As a former civics teacher, I welcome the articles in this issue about the importance of teaching students how to be active citizens. In the wake of the Parkland, Florida, shootings, of course, many young Americans have turned the tables and are teaching their elders what democracy looks like. You won’t find a bigger cheerleader for civics education than me, but since that’s so well covered elsewhere in these pages, I want to use this space to discuss the need for renewing adult civic engagement. Democracy is fragile, as we see in the United States and elsewhere, and it requires us to be more engaged than ever before.
Yale historian Timothy Snyder (On Tyranny) and Harvard political scientists Steven Levitsky and Daniel Ziblatt (How Democracies Die) point out that, today, democracies die more often through a gradual whittling away of rights and the atrophy of civic engagement than they do in an outright coup d’état.
Every Vote Counts
Civic engagement in the United States, as measured by voting, is anemic. The U.S. ranks 31st out of 35 OECD countries for voter turnout. We know better than most that every vote counts. The 2000 presidential election ultimately was decided by the Supreme Court, after only 51 percent of the voting-age population voted. In 2016, just 59 percent of eligible voters went to the polls.

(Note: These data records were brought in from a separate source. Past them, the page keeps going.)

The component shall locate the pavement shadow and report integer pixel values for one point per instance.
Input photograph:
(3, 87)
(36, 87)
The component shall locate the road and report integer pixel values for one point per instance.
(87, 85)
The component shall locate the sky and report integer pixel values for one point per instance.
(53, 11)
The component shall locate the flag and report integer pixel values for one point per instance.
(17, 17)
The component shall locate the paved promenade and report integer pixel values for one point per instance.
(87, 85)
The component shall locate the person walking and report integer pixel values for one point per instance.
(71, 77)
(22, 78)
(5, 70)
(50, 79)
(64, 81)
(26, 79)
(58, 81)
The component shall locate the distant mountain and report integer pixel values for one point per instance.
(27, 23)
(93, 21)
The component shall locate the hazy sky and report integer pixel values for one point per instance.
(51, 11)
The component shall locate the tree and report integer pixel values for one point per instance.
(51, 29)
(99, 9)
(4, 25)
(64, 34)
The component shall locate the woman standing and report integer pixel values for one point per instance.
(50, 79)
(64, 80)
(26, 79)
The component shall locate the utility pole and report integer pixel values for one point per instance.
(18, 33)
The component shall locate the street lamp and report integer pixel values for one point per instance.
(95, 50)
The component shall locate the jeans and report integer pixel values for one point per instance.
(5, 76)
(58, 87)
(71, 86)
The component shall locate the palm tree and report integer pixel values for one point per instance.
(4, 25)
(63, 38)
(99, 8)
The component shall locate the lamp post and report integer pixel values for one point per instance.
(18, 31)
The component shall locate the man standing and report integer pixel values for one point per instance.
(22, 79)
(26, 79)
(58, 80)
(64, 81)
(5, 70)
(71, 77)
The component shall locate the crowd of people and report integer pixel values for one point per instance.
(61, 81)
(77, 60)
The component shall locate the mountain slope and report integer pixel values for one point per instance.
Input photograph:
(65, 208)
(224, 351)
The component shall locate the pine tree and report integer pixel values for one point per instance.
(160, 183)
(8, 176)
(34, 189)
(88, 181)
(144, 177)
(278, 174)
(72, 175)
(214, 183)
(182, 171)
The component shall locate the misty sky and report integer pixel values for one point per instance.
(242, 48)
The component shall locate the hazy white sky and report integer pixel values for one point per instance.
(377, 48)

Consider the last six months: In Alabama last December, 21,000 votes determined who would be senator. In Virginia, in January, a House of Delegates race ended up tied, decided by random drawing. Imagine living in that district and not having voted. Or, take Pennsylvania, where a grass-roots movement organized to elect a new state Supreme Court. The new court then ruled that the state’s congressional maps had been drawn unconstitutionally—gerrymandered—to guarantee that its delegation to the U.S. House of Representatives would be overwhelmingly Republican, despite roughly equal numbers of Pennsylvania Republicans and Democrats. Now they have brand new maps. Votes count.
Voter Suppression
Precisely because every vote counts, since 2008 the right wing has fought to keep millions of Americans, especially the poor and people of color, from voting. When the Supreme Court struck down a key enforcement provision of the 1965 Voting Rights Act in 2013, Alabama, Georgia, North Carolina, and Texas passed voter restrictions aimed squarely, and successfully, at keeping people of color away from the polls. The Trump campaign used social media to run voter suppression campaigns targeted to communities of color.
When people say, “It doesn’t matter—everyone is a crook,” or “They’re all the same,” it makes voters stay home from the polls. Why are voter suppression and voter apathy such a big deal? Because voting doesn’t just count—it affects everything.

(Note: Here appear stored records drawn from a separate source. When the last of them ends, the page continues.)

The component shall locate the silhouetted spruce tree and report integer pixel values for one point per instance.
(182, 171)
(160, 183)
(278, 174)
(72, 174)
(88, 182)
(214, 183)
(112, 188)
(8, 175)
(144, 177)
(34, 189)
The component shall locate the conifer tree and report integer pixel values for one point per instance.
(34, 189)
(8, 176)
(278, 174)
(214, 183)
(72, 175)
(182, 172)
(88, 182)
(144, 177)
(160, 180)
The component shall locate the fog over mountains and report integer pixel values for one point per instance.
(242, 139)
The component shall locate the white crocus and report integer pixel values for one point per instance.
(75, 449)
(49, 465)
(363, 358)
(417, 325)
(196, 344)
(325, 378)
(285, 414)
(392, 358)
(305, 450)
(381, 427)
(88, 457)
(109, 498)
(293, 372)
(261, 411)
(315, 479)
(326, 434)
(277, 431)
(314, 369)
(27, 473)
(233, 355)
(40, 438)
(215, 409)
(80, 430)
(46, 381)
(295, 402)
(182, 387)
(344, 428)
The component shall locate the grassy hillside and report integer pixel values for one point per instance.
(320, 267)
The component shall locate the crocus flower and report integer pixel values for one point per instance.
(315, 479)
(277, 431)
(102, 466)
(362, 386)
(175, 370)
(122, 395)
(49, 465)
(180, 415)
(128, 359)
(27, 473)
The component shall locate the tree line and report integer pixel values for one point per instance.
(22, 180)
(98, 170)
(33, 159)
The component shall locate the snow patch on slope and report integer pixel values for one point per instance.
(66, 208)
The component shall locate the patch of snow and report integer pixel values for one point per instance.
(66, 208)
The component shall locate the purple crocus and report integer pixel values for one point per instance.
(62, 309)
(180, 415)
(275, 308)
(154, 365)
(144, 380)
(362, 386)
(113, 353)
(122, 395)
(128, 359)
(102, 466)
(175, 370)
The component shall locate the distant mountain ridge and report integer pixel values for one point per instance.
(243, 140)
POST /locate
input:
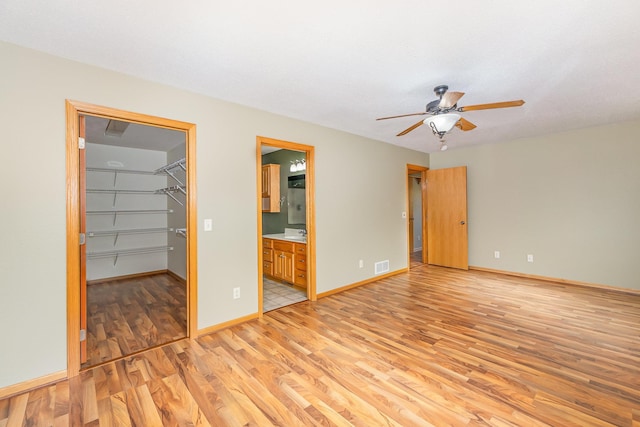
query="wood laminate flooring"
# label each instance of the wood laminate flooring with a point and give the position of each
(433, 346)
(276, 295)
(415, 259)
(125, 316)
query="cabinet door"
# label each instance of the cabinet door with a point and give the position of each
(266, 181)
(278, 264)
(267, 268)
(287, 267)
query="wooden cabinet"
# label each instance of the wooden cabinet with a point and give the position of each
(271, 188)
(283, 260)
(267, 257)
(300, 272)
(286, 261)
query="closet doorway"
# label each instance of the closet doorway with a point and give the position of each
(416, 208)
(134, 281)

Voting populates the three branches of government, providing our government’s checks and balances. Supreme Court justices and other federal judges—all confirmed by the U.S. Senate—shape the foundational elements of American democracy: public education, labor rights, and voting rights. And so do all our state legislatures, and our town boards, school boards, city councils, boards of supervisors, and county legislators.
Democracy on the Move
The remarkable democratic upsurge since January 21, 2017, is the largest and most energetic of my lifetime. Beginning with the Women’s March (the single largest demonstration in U.S. history), to the nationwide airport protests against the president’s travel ban, to the Parkland survivors pulling off one of the biggest young people’s demonstration in American history, to the moving teacher walkouts in deep-red West Virginia, Oklahoma, Arizona, and North Carolina—Americans are on the move.
We’ve taken on issues many of us thought we couldn’t do much about—from sexual harassment to gun violence—and put them on the national table for conversation, debate, and action. This has helped stop the repeal of key aspects of the Affordable Care Act and secured vital resources for public schools. The system isn’t so immune to political movements that it can ignore us when we act together, in numbers, in a public commitment to our values.
Now it’s time to convert these moments into enduring change. That happens at the ballot box. The teacher walkouts forced public officials to come up with hundreds of millions for public education. Now educators and their allies are going to work electorally to ensure they won’t lose ground when new legislatures convene next January.
I believe we are at a crucial moment in American history, and in the future of American democracy. After a decade of unrelenting attacks on the right to vote, on labor rights, and on public education, the era of passive resignation is over, and we’re having a totally new conversation about civics.
How all this energy and caring translates to the ballot box is now up to all of us.